A million years ago when Dinosaurs roamed the earth, I was in a Baptist Seminary and wrote a paper my Professor, Diana Garland, quipped "should be published."
I submitted it to "The Journal of Christianity and Social Work" and ... Lo and Behold ... it's published.
On a cold snowy day my 4 year old son Jeremy and I trudge to the Library so I can show him my name in print, now immortalized forever.
"Can we go play football Dad?" he asks after seeing my name on the page.
A couple of years later, instead of preaching a sermon in the church where I'm employed as the "Professional Christian" I read a letter to Jeremy who was celebrating his 7th birthday.
"I'm afraid I won't leave you much of value in terms of material things," I wrote, "a lot of books, hopefully some nice memories and a permanent place in your heart ..."
Since then I've written ten books, fifty or so published articles and almost five hundred blogs.
All the books I promised Jeremy I've given away.
All of the words though ... my words ... are floating in cyber space ... waiting for anyone who may wish to learn a little about me, discover funny stories and sad ones too, learn how Humpty Dumpty can be put back together again.
Pondering my words today, I'm thinking about a baby who's not even here though, word is, it won't be long.
Ancient words come to mind ... "For unto us a child is born ..."
Today you can see the previews of coming attractions that'll hit daylight three or four months after I turn sixty and five months after Jeremy and Terenca give us our first grandchild.
It's all pretty preposterous.
"How long will I have?" I ask myself.
Sarah's forever after me to take better care of myself so I'll be around for the long haul but you can do most everything and it adds an average of 17 minutes to your life.

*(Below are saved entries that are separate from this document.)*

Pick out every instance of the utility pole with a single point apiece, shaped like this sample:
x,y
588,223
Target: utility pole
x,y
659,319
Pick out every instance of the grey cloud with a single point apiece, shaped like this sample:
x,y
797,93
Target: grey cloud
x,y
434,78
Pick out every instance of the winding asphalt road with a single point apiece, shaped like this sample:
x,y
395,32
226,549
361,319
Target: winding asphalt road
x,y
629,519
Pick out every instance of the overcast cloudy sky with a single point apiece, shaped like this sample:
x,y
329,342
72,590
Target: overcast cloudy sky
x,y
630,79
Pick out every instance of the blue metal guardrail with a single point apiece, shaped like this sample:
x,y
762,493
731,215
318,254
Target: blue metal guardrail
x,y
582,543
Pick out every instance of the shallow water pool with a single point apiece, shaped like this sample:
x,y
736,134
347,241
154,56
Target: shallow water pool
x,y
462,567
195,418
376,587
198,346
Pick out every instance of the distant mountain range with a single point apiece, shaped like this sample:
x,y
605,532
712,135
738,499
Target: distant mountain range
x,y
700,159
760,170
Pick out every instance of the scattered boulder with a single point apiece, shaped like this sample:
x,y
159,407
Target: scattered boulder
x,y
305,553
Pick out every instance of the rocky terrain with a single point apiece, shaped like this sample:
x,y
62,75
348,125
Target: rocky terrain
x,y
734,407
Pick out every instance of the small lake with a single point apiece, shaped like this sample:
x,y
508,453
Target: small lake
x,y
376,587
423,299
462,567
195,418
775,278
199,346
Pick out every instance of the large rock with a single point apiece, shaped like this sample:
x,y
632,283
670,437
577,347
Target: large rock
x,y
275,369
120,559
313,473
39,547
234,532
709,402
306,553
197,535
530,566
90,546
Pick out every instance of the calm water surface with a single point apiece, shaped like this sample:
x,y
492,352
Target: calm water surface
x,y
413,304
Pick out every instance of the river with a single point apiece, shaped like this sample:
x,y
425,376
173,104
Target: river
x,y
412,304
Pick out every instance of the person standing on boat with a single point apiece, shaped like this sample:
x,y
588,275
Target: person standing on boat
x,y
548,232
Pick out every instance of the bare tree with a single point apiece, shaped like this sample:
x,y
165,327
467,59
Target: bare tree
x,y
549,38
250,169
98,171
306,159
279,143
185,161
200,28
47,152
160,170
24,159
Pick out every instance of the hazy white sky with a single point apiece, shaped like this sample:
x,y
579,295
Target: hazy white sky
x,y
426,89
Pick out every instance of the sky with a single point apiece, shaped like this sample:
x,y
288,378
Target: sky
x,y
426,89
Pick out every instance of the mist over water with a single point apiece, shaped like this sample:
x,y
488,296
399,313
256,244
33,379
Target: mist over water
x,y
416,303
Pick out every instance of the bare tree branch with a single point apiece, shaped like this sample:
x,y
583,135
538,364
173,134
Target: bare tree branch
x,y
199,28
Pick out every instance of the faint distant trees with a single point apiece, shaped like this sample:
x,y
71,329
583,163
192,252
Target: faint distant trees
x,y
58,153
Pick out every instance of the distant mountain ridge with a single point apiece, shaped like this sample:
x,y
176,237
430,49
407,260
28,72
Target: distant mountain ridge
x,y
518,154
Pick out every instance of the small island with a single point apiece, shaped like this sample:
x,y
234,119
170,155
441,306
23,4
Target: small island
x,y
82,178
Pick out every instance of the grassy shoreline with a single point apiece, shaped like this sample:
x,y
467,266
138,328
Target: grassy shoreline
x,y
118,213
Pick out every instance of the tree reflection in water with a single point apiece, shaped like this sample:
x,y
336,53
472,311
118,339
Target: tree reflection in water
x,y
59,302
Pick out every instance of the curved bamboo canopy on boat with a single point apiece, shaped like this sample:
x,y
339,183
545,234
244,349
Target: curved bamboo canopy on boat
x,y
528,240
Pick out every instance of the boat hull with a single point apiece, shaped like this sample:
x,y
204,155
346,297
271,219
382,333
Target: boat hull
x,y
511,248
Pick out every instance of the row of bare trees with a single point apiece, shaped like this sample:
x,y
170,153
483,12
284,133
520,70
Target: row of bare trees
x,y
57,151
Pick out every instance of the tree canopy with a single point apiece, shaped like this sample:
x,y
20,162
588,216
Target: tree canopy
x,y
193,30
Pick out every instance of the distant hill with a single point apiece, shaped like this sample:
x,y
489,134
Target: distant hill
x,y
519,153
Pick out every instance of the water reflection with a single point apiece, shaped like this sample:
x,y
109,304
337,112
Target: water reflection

The worst case scenario is I die way too soon and leave them lots of words to discover the old man.
It makes me thankful I've given away all those words.
The best case is they get to hear them from me.
Either way, I'm pretty damn excited it won't be long before ... as my lights dim, the curtains open on something far more than I'll ever be.
At night, I place my hand on Sarah's sleeping belly with trembling fingers and feel as alive as I've ever been.